黄色ブドウ球菌のバイオ フィルムにおけるアルカリ性フォスファターゼ活性の比色分析

このプロトコルは、S.aureusバイオフィルム培養におけるアルカリ化ホスファターゼ活性を測定するための容易で信頼性の高い方法を提示した。バイオフィルム形成におけるALPの機能を理解するのに役立ちます。この手法の主な利点は、高スループットです。

それは非常に敏感で、実行しやすいです。この手順のデモンストレーションは、ハーパー・カレッジの元学生、ケビン・ダニコフスキです。TSBを調製するには、カゼインの膵臓消化、大豆ミールのパパニックダイジェスト、塩化ナトリウム、デキストロース、リン酸二カリウムを蒸留水に加えます。

フラスコをアルミホイルで覆い、オートクレーブに入れて使用前に滅菌します。TSAを準備するには、TSBに寒天を加え、殺菌のためにオートクレーブに入れます。その後、室温まで冷まします。

次に、1皿あたり20ミリリットルの比率でペトリ皿に注ぎます。バイオフィルム培地を調製するために、グルコースをオートクレーブTSBに加えて1リットル当たり10グラムの濃度を達成する。真空ろ過キットを使用して、0.2マイクロメートルの細孔サイズのフィルターで溶液を濾過します。

接種するには、殺菌接種ループを使用して、ペトリ皿からステープルアウレウスのコロニーを1つ選び、10ミリリットルのTSBで満たされた培養管に入れます。チューブをインキュベーターに入れて摂氏37度で一晩成長させます。マイクロピペットを使用して、100マイクロリットルの一晩培養を行い、1:100体積比希釈のためにグルコースでTSBの10ミリリットルを充填した培養管に移します。

一定の濃度のために混合する渦。マイクロピペットを使用して、希釈培養物200マイクロリットルを1つの96ウェルプレートから合計18個のウェルに移します。バイオフィルム形成のために摂氏37度で96ウェルプレートを24時間インキュベートします。

S.aureusの最高のバイオフィルム形成のために、フラットまたはラウンドボトム96ウェルプレートを選ぶ方が良いです。その後、プレートを少し傾けて、各ウェルの端から吸引して上清をデカントします。1X PBSでそれぞれをよく洗います。

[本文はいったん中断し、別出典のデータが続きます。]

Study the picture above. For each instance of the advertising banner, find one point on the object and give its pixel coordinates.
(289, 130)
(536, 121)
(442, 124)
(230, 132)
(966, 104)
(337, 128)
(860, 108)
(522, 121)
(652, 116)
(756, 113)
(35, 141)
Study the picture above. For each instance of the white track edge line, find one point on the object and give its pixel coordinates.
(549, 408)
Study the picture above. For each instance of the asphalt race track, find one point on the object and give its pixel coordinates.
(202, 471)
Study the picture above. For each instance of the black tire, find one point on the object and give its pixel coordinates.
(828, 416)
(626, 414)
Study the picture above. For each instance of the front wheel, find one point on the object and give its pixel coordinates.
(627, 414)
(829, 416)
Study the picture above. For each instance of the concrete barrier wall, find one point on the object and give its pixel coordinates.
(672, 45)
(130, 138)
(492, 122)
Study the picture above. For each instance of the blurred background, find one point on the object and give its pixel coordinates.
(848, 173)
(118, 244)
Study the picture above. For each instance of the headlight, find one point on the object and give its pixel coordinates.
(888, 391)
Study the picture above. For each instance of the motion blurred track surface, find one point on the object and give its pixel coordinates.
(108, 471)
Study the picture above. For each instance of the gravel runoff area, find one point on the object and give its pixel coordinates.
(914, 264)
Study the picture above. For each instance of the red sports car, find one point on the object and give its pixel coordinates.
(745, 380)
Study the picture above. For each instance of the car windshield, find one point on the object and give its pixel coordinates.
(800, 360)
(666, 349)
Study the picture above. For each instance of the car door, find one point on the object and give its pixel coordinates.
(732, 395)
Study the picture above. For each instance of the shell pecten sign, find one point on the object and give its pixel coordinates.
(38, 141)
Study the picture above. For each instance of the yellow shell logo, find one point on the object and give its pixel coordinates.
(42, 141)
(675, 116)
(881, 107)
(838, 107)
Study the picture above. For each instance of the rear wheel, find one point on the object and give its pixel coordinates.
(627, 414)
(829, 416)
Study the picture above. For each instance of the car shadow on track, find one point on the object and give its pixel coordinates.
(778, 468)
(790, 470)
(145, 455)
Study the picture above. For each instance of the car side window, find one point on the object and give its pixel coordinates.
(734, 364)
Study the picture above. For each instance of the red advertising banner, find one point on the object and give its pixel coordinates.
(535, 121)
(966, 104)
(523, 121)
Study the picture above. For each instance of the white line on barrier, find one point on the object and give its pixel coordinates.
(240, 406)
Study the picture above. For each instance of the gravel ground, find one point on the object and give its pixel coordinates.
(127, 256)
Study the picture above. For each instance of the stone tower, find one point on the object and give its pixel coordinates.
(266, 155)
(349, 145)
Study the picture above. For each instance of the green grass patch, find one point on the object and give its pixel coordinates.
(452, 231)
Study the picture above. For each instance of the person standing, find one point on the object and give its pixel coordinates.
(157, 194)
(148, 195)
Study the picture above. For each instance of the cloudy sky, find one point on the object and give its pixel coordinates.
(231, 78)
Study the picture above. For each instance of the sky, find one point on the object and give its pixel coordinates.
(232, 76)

遠心分離機にプレートを入れて毎分8,000回転で5分間回転させ、吸引によって上澄をデカントします。各ウェルに市販のPNPPからなるバッファ状ALP基板の75マイクロリットルを加え、タイマーを使用して三重に各時点を記録する。各インキュベーションタイムポイントの後、反応を停止するために3つのウェルのそれぞれに5モル水酸化ナトリウムの75マイクロリットルを加えます。

1分間に800回転でプレートを5分間遠心します。ピペットを使用して、100マイクロリットルの上澄み物を新しい96ウェルプレートに移して熱量測定を行います。96ウェルプレートリーダーを使用して、405ナノメートルで各ウェルの吸光度を測定します。

30分のタイムポイントウェルを使用して、バックグラウンドノイズを制御します。3つの96ウェルプレートで実験全体を繰り返します。このプロトコルは、タンパク質の単離を必要としないS.aureusバイオフィルムのALP活性を測定するための迅速かつ信頼性の高いアッセイを開発する。

ALP 活動の代表的な結果は、最大 75 分間の増加傾向を示しています。75分後、ALP活性の増加は認められなかった。良いバイオフィルム文化を確立することは非常に重要であり、習得するにはかなりの数の試験が必要な場合があります。

当社や他の人々が以前に報告したように、結晶紫色のアッセイを行うことによってバイオフィルム形成を確認したり、バイオフィルム形成を容易にするために、ヒトの血漿でプレートを事前に処理することができます。その開発後、バイオフィルム形成を妨げる可能性のある潜在的なALP阻害剤をスクリーニングすることができます。その結果、医療分野におけるバイオフィルム管理に向けた重要な情報が提供されます。

5モル水酸化ナトリウムは、接触した場合に危険である可能性があります。取扱い時には、必ず個人用保護具を着用してください。